I have a new piece up at the Chronicle on public engagement in higher education. I’ve written about public engagement both here and on various sites before, but now I am starting a series of columns for the advice/careers section of the Chronicle. I will be writing about how both individuals and institutions could be engaging and are engaging, and some of the lessons we might draw from this. Next month, for example, I will discuss Catholic universities and undocumented students.
This piece, however, has been in the making for months, especially with my response to Nicholas Kristof.
Here are the points I make today:
- First, academics of all sorts are already deeply engaged with the public in many different ways.

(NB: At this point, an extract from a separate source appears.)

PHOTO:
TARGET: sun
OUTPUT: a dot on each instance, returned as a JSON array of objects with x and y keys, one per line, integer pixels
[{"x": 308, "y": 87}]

- Second, many universities explicitly recognize public engagement as a category that may count toward hiring, tenure, or promotion.
- Third, in the United States and in academe itself, the widespread perception is that most faculty members do not engage with the public—either because they don’t want to or because they know they won’t be rewarded for it.
- Be smarter than me. What does your institution count?
- Start disciplinary conversations. I think this might be a great function for the MLA, AHA, AAR, CAA, etc. They have no power over institutions, but that’s not the step here. The step is to persuade other faculty that we could do more to count and measure public engagement.
The myth of the ivory tower dismisses the public academic as an aberration and the specialized scholar as detached. Neither is true. But we do have a problem with how we define, count, and value many types of public engagement. If we can improve this and tear down the mythic tower, we can make sure that all of our varied but important types of work get the credit they deserve.
- Patricia Limerick, president of the Organization of American Historians, recently put out a call to locate scholars who do public work.
- In response, Matthew G. Schoenbachler, professor of History at the University of North Alabama, wrote that all such efforts are just “pro bono – the entire academic system of incentives and rewards militates against such activities.”
- My university includes “scholarship of engagement” as one of the types of scholarship that count for tenure or promotion, a phrase that emerged from the expansive taxonomy of scholarship pioneered by Ernest Boyer of the Carnegie Foundation.
- Syracuse employs the phrase “publicly engaged scholarship” in their tenure and promotion documents.
- The University of Illinois uses “public engagement” and “public service,” recognizing the problem of categorizing diverse acts of engagement in our standard tenure and promotion framework.
- Other universities categorize such activity solely as service. Portland State, for example, uses the phrase “community outreach.”
- Community colleges routinely link service to tenure and promotion, with the potential for that service to be outside the university. At the Central Oregon Community Colleges, for example, full professors will “regularly serve the community as an expert resource.”
- Also, I link to this (now slightly outdated) study on shifting workloads.